The Black Israelites’ video of the incident disproves the assertion that the Covington Catholic kids did anything racist or otherwise wrong. But Graham doesn’t seem to care.
There’s one telling sentence in the column:
“Those poring over video clips of the disputed confrontation as if they’re missing frames from the Zapruder film want to overlook what’s already clear.”
Translation:
I haven’t bothered looking at YouTube to find out what actually happened. I don’t care what actually happened. I call people racists for a living. It’s what I do.
Admittedly, that sentence from the column requires a little analysis. There’s another one that doesn’t require any, and by itself it disqualifies the column from being taken seriously:
“And, yes, I do equate MAGA gear with traditional Klan attire.”
^^^^^^^^^^
Margery Eagan has a column about how wearing a Make America Great Again hat is anti-Catholic behavior so the Covington Catholic kids who wore them acted in anti-Catholic fashion.
Why is it anti-Catholic?
Donald Trump’s past immoral behavior and his “animus toward Muslims, African-Americans, desperate refugees, and uppity women everywhere.”
Does this mean if you disagree with Margery Eagan you’re anti-Catholic?
The column equates support for open borders, a prudential judgment, with opposition to abortion, a moral matter settled in Church teaching thousands of years ago.
Eagan, it hardly needs adding, supports open borders and supports legal abortion.
If you want a one-sentence summation of the column, check out the lede:
“I don’t know what actually happened last weekend in Washington between Covington Catholic High School students and Native American Nathan Phillips.”

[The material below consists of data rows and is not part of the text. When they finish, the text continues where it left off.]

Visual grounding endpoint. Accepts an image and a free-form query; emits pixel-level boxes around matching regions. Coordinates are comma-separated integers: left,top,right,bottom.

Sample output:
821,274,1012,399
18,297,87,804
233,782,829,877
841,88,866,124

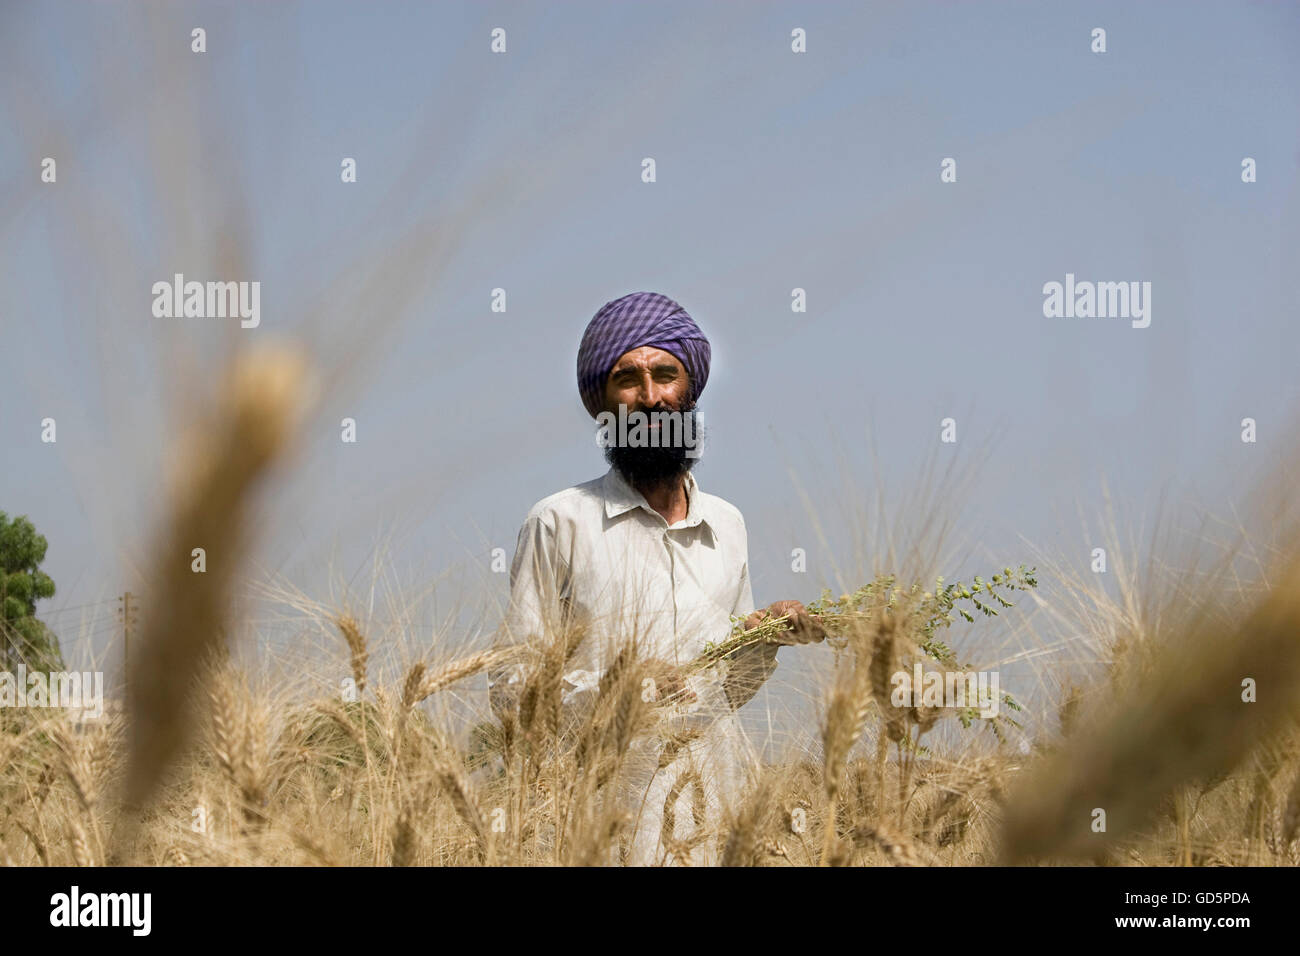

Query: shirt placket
663,527,679,642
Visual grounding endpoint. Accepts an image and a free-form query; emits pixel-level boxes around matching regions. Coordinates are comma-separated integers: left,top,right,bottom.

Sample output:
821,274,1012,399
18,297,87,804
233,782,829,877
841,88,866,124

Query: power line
36,599,121,615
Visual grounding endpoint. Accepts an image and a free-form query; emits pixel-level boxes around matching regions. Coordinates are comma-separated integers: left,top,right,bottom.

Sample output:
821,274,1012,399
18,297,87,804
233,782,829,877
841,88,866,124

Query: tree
0,511,64,671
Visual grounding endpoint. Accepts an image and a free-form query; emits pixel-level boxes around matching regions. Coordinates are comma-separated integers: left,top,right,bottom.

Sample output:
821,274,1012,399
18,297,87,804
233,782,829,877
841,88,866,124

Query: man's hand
639,659,697,705
743,599,827,645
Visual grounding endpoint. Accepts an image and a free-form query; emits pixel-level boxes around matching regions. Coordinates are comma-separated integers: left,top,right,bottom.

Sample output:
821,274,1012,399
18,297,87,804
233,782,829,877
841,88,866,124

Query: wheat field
3,348,1298,868
4,6,1299,870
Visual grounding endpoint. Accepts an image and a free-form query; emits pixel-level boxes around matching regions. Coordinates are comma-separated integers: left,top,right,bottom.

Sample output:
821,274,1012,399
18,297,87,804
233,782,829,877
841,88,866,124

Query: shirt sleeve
733,557,756,619
719,521,777,711
487,509,601,723
488,511,554,721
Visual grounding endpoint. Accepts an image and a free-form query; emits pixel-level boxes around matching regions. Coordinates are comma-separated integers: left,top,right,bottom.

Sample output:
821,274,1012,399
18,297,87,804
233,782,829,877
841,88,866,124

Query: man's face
602,346,691,416
600,346,702,488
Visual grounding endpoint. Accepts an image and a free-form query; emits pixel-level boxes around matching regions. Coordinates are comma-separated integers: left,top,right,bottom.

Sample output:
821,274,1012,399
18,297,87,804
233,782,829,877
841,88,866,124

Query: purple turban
576,291,712,419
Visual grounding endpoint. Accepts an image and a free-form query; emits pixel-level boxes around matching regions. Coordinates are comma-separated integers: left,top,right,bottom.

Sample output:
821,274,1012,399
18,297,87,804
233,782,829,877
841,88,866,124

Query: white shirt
487,466,777,864
488,467,770,716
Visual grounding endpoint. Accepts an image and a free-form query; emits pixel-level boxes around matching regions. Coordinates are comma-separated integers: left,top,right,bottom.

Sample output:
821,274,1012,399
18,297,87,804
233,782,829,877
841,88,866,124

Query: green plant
0,512,64,672
697,564,1039,738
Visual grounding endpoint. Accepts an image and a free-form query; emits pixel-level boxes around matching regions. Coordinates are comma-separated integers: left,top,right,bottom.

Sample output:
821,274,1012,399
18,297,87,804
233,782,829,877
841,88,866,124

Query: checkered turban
576,292,711,419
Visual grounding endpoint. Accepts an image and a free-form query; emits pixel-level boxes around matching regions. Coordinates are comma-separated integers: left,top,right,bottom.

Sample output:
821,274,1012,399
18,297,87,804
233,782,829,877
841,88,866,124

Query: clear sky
3,1,1298,749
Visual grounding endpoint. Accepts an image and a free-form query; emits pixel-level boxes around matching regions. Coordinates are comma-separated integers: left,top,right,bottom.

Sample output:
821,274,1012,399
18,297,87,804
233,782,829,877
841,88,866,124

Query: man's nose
635,373,663,409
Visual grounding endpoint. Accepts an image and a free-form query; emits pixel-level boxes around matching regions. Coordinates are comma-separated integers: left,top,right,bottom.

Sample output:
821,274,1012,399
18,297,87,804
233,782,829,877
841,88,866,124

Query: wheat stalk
112,344,312,864
336,615,369,697
1000,548,1300,864
411,648,514,705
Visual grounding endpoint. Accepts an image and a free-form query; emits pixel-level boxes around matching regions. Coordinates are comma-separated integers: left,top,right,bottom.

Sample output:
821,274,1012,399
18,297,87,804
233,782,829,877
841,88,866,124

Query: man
487,291,825,865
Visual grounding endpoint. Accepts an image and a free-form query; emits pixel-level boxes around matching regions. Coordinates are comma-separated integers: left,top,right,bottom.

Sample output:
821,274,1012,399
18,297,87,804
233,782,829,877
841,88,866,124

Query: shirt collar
601,467,716,533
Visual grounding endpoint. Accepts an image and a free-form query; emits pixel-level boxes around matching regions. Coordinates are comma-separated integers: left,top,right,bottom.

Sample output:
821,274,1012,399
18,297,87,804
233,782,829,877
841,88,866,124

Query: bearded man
487,290,825,865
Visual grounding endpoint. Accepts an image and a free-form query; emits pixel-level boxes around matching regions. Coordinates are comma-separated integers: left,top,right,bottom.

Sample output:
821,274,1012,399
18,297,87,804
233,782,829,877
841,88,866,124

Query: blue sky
3,1,1298,745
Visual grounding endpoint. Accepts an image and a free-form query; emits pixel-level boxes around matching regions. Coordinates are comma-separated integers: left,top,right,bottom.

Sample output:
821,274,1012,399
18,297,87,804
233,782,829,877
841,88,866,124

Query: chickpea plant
696,564,1039,740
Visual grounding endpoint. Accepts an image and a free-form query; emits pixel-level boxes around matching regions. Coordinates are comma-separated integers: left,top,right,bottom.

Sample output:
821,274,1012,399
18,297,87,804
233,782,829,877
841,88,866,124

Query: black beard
601,406,704,494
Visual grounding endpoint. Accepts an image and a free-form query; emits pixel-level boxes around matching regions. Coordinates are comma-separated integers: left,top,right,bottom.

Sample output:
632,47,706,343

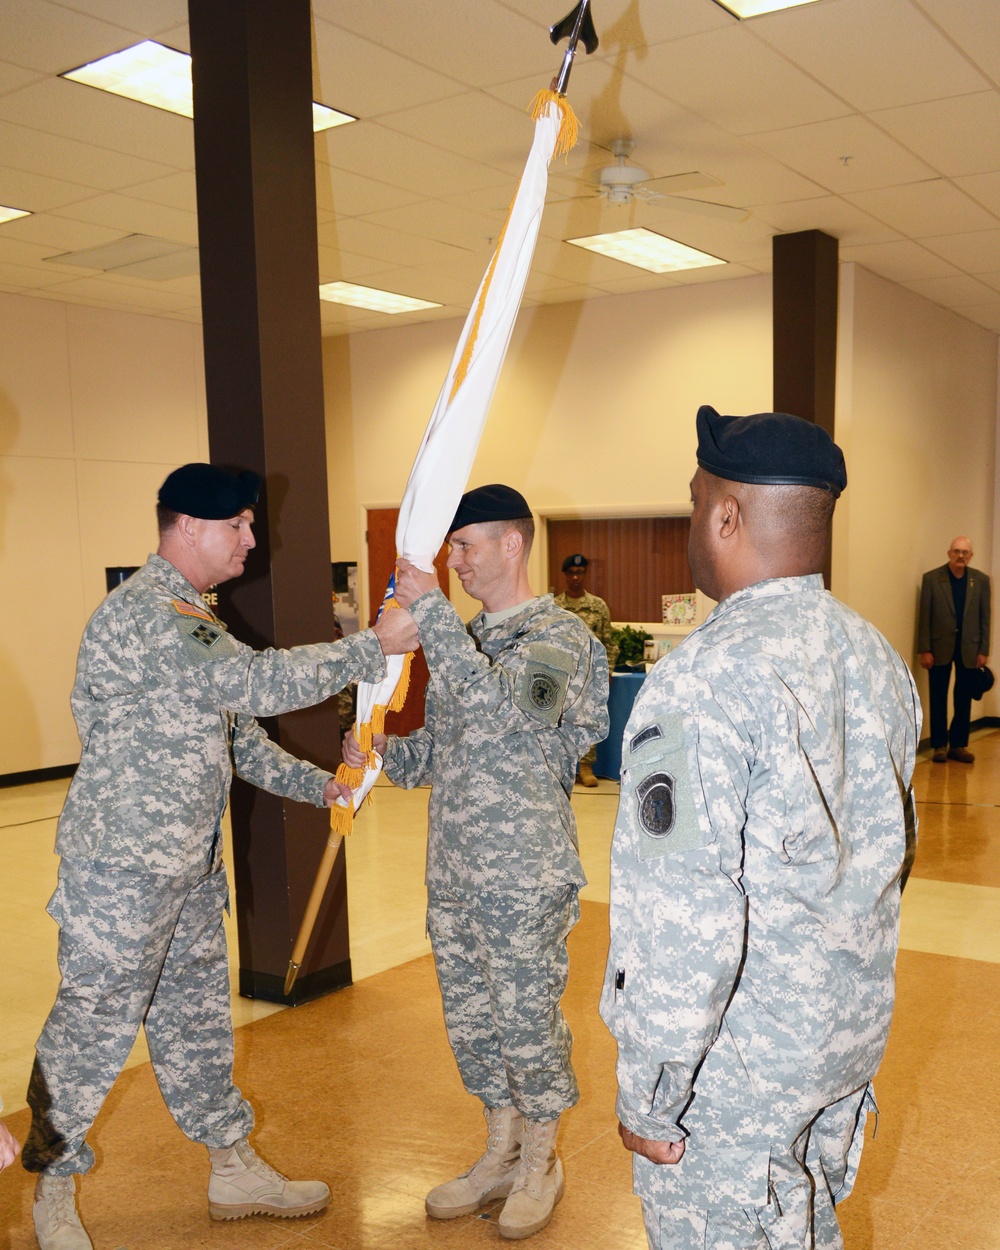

Another Globe columnist who writes about the Covington Catholic incident without watching the video.
Still, Margery Eagan has one up on Renee Graham: At least Eagan doesn’t lie about what it shows.
^^^^^^^^^^
Michael Cohen’s column on the Covington Catholic incident in Wednesday’s issue of The Boston Globe shows interest in the truth and reasonable analysis.
There are some missteps: He suggests that Covington Catholic shouldn’t send students to the March for Life, apparently not understanding what the purpose of a Catholic school is. He also appears to advise parents not to let kids wear Make America Great Again gear “in public.” (Good advice for teen-age Hillary supporters, too?)
But the column’s strength is its humility. Cohen is willing to admit he jumped the gun in initially condemning the Covington Catholic kids because it fit his preconceived political narrative. He also shows that he has since watched enough video to learn that the Black Israelites had called the Covington Catholic kids “incest babies,” provoking the school chants, which show no evidence of racism. He also acknowledges that some on the Left can’t bear to let go of a talking point even when it has dissolved in a caustic solution of truth: “Even after new video evidence emerged, many simply moved the goalposts or came up with new reasons for criticizing these kids.”
A good column has at least one observation that makes the reader think. Here’s one from Cohen:
“The problem, however, is that we’re living in a political moment where facts and truth have taken a back seat to emotion and outrage. Our politics are so hyperpolarized and the distrust is so great that reasoned discourse and contemplation has become nearly impossible. Honest disagreement is no longer possible. There can be no middle ground. Either you are with us or against us.”
This is an important point for all Americans. Disagreements on public policy and social behavior should begin with an agreement that the truth matters and should be pursued rigorously, whatever implications it may have for ideology. We should also begin with the assumption that even when we agree on the same facts we won’t all agree on what they mean or what we should do – and that that’s all right.
A healthy society allows for honest disagreement. An unhealthy society accuses people of things they didn’t do, even after it’s proven that they didn’t.
There’s another good line, about the perils of instant analysis: “Maybe the ultimate lesson from all this is that perhaps we should do a bit more listening . . . and a bit less tweeting.”